BELLINZONA – Cercasi candidati… su Facebook per Ticino&Lavoro. Giovanni Albertini ha esordito in politica con l’allora PPD ma se ne è ben presto staccato per dedicarsi al mondo dei disoccupati, con la sua Associazione Ticino&Lavoro, fondata otto anni fa.
“Va alla grande. Stiamo riuscendo ad aiutare diverse persone a trovare lavoro, grazie anche alla mia azione di collocatore volontario”, ci dice con entusiasmo.
Ma non si ferma qui: Ticino&Lavoro per la prima volta presenterà una lista alle cantonali. E trovare candidati non è sempre facile. Per questo Albertini si è affidato a Facebook: “Sto cercando dei candidati per le prossime Elezioni Cantonali (aprile 2023) per il Movimento Ticino&Lavoro - MTL. Niente riunioni, niente soldi, solo sostegno mettendovi in lista. Ormai sapete tutti cosa facciamo di concreto con Ticino&Lavoro! Sono disperato da una parte e triste dall’altra perché nemmeno a pregare trovo qualcuno! Se avete pietà e senso di generosità nei miei confronti contattatemi, basta una firma!”.
Un post tra il serio e il faceto che ha avito successo, perché in poche ore si sono fatte sentire una ventina di persone. Il sogno è quello di ottenere un seggio in Gran Consiglio, per portare avanti le tematiche che emergono quotidianamente interagendo con i disoccupati, in particolare in favore del ceto medio, “che ormai si sta sempre più erodendo”. Sarà una campagna elettorale a zero spese. “I soldi che incassiamo li vogliamo usare per i nostri progetti. Per dire, con quanto ottenuto dopo essere entrati in Consiglio Comunale a Lugano, circa 13mila franchi, ho potuto impegnarmi come desideravo a fare il collocatore volontario e abbiamo rifatto il sito. Ogni franco eventualmente incassato dalla politica verrebbe usato per i nostri progetti a favore dei disoccupati e di chi è in difficoltà”.
Qui Albertini lancia la prima stoccata ai politici, a chi spende cifre considerevoli per essere eletto. “Dovrebbero utilizzare quel che guadagnano con la vita politica per i bisogni della gente, non per il proprio tornaconto personale, voltando le spalle a coloro che dicono di voler tutelare”.
Ticin&Lavoro da anni ha le idee chiare su che cosa servirebbe per migliorare il mercato del lavoro. “Ci vorrebbero in primis una riforma degli URC e l’insegnamento del tedesco sin da piccolini. Ma anche una riformulazione del servizio di orientamento professionale, sia per gli studenti che per i disoccupati. È necessario che si venga guidati verso le professioni dove ci sono posti vacanti e dove ci sarà richiesta e che andranno per la maggiore. Non si possono indirizzare tutti verso lavori amministrativi, per esempio. E penso a lavori come il cuoco o il cameriere, che con gli stipendi attuali difficilmente permettono di arrivare a fine mese, a meno che non si va a vivere in Italia”.
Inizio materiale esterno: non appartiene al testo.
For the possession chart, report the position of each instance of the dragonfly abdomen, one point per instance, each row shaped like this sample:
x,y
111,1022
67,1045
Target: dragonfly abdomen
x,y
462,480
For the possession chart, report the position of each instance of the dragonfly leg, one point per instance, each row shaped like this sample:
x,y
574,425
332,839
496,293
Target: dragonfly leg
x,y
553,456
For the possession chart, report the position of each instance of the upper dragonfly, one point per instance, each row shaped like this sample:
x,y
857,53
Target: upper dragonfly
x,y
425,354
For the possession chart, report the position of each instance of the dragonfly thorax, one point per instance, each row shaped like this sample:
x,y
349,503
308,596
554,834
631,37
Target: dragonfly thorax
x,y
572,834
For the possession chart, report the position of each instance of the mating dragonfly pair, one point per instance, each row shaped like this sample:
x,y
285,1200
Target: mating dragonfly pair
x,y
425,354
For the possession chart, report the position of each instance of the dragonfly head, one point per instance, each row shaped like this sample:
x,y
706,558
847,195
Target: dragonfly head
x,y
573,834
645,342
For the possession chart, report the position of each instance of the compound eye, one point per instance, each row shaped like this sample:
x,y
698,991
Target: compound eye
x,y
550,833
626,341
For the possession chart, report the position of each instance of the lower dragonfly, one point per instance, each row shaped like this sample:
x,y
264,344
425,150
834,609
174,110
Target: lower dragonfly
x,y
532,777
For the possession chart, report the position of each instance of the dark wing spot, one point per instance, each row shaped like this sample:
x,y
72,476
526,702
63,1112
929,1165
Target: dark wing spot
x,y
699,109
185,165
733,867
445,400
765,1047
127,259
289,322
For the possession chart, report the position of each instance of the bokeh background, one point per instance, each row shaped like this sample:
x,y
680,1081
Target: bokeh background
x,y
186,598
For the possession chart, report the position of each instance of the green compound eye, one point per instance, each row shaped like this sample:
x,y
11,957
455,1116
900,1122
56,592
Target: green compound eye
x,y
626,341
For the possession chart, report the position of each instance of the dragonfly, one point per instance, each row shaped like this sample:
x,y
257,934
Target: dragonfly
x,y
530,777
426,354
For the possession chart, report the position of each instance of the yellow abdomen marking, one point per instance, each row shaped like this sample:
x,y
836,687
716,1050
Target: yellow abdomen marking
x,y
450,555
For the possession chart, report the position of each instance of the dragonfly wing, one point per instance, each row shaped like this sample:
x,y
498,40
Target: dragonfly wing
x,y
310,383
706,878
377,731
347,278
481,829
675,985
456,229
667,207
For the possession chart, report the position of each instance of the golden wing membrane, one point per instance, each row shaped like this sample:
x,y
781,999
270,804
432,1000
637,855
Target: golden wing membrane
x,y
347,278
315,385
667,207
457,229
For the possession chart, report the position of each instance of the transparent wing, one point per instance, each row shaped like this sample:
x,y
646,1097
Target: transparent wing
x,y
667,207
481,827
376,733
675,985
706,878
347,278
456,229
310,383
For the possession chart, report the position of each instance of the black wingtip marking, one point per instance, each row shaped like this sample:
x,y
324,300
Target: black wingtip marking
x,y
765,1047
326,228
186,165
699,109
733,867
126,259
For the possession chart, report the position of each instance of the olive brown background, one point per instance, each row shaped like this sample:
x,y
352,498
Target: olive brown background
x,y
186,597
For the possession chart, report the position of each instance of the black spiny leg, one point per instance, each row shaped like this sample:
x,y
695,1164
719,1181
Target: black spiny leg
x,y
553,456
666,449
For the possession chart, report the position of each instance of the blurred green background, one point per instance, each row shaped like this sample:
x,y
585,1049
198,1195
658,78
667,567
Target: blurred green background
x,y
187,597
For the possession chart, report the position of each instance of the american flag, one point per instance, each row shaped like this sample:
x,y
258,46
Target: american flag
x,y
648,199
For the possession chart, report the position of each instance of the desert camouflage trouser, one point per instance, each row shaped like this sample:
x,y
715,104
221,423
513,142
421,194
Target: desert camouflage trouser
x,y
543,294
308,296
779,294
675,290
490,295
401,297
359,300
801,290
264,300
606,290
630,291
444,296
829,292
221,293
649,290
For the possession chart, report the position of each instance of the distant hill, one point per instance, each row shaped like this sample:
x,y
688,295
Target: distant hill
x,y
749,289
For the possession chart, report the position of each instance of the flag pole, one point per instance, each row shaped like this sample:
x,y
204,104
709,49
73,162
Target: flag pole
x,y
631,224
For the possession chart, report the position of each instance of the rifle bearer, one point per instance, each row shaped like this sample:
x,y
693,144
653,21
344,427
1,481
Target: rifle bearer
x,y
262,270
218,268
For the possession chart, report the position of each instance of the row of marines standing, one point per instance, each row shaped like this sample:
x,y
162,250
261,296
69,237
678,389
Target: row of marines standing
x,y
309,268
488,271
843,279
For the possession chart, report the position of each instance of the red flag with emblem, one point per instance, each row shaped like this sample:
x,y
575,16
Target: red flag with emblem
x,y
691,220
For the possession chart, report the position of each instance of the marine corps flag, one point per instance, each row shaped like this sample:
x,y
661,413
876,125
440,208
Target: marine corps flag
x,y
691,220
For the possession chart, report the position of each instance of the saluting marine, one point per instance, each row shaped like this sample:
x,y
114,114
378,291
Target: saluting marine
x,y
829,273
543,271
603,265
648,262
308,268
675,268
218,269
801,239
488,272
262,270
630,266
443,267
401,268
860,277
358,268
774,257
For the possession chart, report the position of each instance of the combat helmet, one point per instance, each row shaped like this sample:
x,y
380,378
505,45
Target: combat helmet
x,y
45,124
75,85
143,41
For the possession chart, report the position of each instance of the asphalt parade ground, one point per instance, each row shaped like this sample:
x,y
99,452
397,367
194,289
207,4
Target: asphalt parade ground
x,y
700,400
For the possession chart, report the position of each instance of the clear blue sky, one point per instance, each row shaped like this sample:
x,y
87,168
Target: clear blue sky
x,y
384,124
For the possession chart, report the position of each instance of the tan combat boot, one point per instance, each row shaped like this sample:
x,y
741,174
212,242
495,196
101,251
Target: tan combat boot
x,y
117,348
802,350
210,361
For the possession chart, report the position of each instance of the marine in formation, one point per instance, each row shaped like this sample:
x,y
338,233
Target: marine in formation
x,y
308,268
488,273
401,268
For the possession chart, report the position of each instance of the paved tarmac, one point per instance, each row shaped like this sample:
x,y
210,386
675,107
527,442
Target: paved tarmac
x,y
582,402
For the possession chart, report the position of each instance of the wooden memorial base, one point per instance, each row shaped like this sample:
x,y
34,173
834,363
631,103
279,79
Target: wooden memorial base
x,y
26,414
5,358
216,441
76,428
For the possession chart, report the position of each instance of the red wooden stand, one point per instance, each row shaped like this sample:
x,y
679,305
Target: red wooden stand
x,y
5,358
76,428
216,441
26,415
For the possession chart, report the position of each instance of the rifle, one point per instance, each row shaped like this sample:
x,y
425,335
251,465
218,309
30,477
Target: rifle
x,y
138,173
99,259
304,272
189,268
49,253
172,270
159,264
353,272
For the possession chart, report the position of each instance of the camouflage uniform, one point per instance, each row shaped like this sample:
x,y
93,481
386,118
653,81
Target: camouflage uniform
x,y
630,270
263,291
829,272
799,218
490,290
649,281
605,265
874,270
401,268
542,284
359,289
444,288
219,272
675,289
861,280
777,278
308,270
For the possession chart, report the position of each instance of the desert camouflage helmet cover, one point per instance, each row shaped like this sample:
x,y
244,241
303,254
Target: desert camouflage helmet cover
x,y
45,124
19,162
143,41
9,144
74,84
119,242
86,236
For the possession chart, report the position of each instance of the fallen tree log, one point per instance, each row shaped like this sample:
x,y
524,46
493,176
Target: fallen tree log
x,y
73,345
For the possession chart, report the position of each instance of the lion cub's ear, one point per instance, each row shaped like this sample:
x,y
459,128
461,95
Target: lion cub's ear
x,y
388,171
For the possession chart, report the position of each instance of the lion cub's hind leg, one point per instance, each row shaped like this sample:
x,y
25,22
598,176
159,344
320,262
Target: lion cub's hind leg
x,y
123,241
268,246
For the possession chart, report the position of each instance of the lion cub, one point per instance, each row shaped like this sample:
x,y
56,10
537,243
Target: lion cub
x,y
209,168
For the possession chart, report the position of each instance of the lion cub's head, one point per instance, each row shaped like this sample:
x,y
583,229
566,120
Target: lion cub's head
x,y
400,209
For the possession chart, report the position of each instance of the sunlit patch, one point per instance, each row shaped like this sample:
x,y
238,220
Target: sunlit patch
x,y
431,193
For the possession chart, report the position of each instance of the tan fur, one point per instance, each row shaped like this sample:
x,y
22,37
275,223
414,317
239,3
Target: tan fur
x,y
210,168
“La politica negli ultimi vent’anni non ha risolto nulla”, incalza Giovanni Albertini. Perché passare da iniziative legate strettamente al mondo del lavoro ad altre più ampie è un attimo: “Qui abbiamo gli stipendi più bassi ma paghiamo più cassa malati e più imposte di circolazione. È decisamente qualcosa di contorto e si dovrebbe lavorare a livello cantonale e nazionale. Ci vorrebbe una sorta di linea verde o arancione per le zone di confine, che necessitano di agevolazioni nelle spese fisse”.
Albertini oltre a rivendicazioni per il lavoro vorrebbe tematizzare l’innovazione. “Mi piacerebbe spingere il Ticino a osare sempre di più, a diventare un luogo attrattivo dove vivere. In questo modo si creerebbero posti di lavoro, è tutto un circolo virtuoso”.
La sua attenzione va al ceto medio. “Lo chiamiamo ancora così però di fatto non esiste più. Cito le famiglie, dove si è costretti a lavorare in due per far fronte alle spese con asili che costano un terzo di stipendio. Io darei anche un sostegno ai nonni in pensione che si occupano dei nipotini. E interverrei sulle pensioni, che così come molti stipendi non si adattano al caro vita da anni”.
Non solo politica. Anche l’Associazione ha tante idee. L’obiettivo primario è quello di farsi conoscere da quei datori di lavoro che non usano i social e non sono quindi a conoscenza del servizio gratuito offerto, in modo da ampliare il bacino di contatto tra disoccupanti e potenziali aziende disposte a assumere personale domiciliato.